School Threats Back to Back, but What are Students Supposed to do?


Hailey Myers, Writer

Many became scared last Thursday as the rumor of a gun being on the OLHS campus spread around the school. School officials and students were quick to report this incident, but students were left to worry as they weren’t exactly sure what to take from the email they had gotten. The email sent out by the school didn’t convince all the students, saying, “We are conducting an investigation with the assistance of the Delaware County Sheriff’s Office… we have determined there is no threat to students or staff at this time.” Many students left the school, making extremely long lines outside the attendance office. Bunches of students huddled up trying to leave. The tragic event of the Oxford County High School shooting came into many minds as they heard these rumors. 

There were many red flags leading up to the event at Oxford. The weekend prior to the tragedy, the 15-year-old suspect posted a picture of his new gun on his story with heart eyes. He was also caught searching up, “ammunition” by a teacher, but no consequence came from that. A drawing was reported later that day, picturing what could have been a shooting.
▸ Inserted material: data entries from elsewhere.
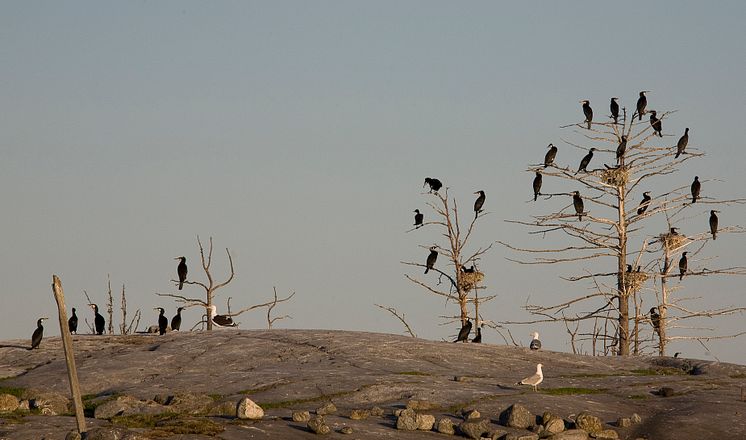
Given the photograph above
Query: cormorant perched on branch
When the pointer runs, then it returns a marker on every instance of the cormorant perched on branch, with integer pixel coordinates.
(162, 320)
(655, 319)
(585, 161)
(38, 334)
(656, 123)
(714, 224)
(644, 203)
(622, 148)
(537, 185)
(642, 102)
(431, 258)
(683, 142)
(435, 184)
(614, 107)
(99, 320)
(683, 264)
(463, 334)
(551, 154)
(176, 320)
(577, 201)
(181, 270)
(588, 112)
(479, 202)
(696, 187)
(72, 323)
Factors like these led people outside to wonder what happened that day, and why no one had done anything about it.

At Liberty, the students and staff practice drills for what to do if there was an active shooter in the school. Practices like barricading, exiting the school, and self-defense are taught, but students aren’t always told what to do if they suspect a threat coming toward the school.
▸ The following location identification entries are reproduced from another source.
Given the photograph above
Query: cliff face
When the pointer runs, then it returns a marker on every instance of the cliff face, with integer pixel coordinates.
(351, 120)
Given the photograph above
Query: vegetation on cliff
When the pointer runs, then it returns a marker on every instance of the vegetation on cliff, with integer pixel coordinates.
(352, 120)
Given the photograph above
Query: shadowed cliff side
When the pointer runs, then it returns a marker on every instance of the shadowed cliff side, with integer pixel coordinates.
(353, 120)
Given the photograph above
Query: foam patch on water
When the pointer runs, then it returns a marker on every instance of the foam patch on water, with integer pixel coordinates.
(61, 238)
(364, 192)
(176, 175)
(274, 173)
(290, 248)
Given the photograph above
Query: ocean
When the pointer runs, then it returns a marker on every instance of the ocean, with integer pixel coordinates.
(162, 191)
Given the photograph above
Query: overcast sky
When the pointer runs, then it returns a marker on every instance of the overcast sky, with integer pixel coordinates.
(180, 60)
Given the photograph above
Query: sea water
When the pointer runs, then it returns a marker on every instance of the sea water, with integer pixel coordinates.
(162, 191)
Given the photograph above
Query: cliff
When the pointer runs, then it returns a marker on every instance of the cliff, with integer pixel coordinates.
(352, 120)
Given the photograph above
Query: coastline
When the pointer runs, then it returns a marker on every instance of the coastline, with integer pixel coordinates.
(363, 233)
Deputy Peterson, the school resource officer at Liberty, explained what one should do if they see something concerning or potentially harmful to others. His first step starts at home. Students are encouraged to speak with their parents, or any trusted adult around them.

“After speaking with your parents, and determining that police need to be aware, your next step is to call your local law enforcement. Save the post and share the post with the police officer or Deputy,” said Peterson.

Whether it’s a post on social media, hearing something from a peer, or hearing something from the person themselves, contacting local law enforcement is never going to be in the wrong. The officials then will determine the severity of the situation, and whether they need to interfere or not.

Given what they determine at the higher level they, “have several options while dealing with safety, mental health, or harassment,” said Peterson. “All posts are looked at individually and are determined by law enforcement, Juvenile prosecutors, or the school with the best way to handle the situation.”

If these types of issues are reported from the start, the individual could get the help they need or be taken into the hands of the local police, keeping harm away from everyone else.

“Depending on the post the suspect could be placed into jail, charged, or parents called to meet with us the next day with the student. The student could face Juvenile charges or could be suspended,” Peterson said.

At school, reporting suspicion to the first trusted adult is the best way to stop an incident before it spreads. 

“If a student made the initial report to me, I would immediately take them to one of our principals, and they along with our SRO Deputy Peterson would continue the process from there,” guidance counselor Mrs. Vallier said.

Safety will always be the number one priority, and early is always better than never. “Now sometimes these posts might turn into nothing but at least we would be able to determine that. Like always ‘See something, Say something!’ ” said Peterson.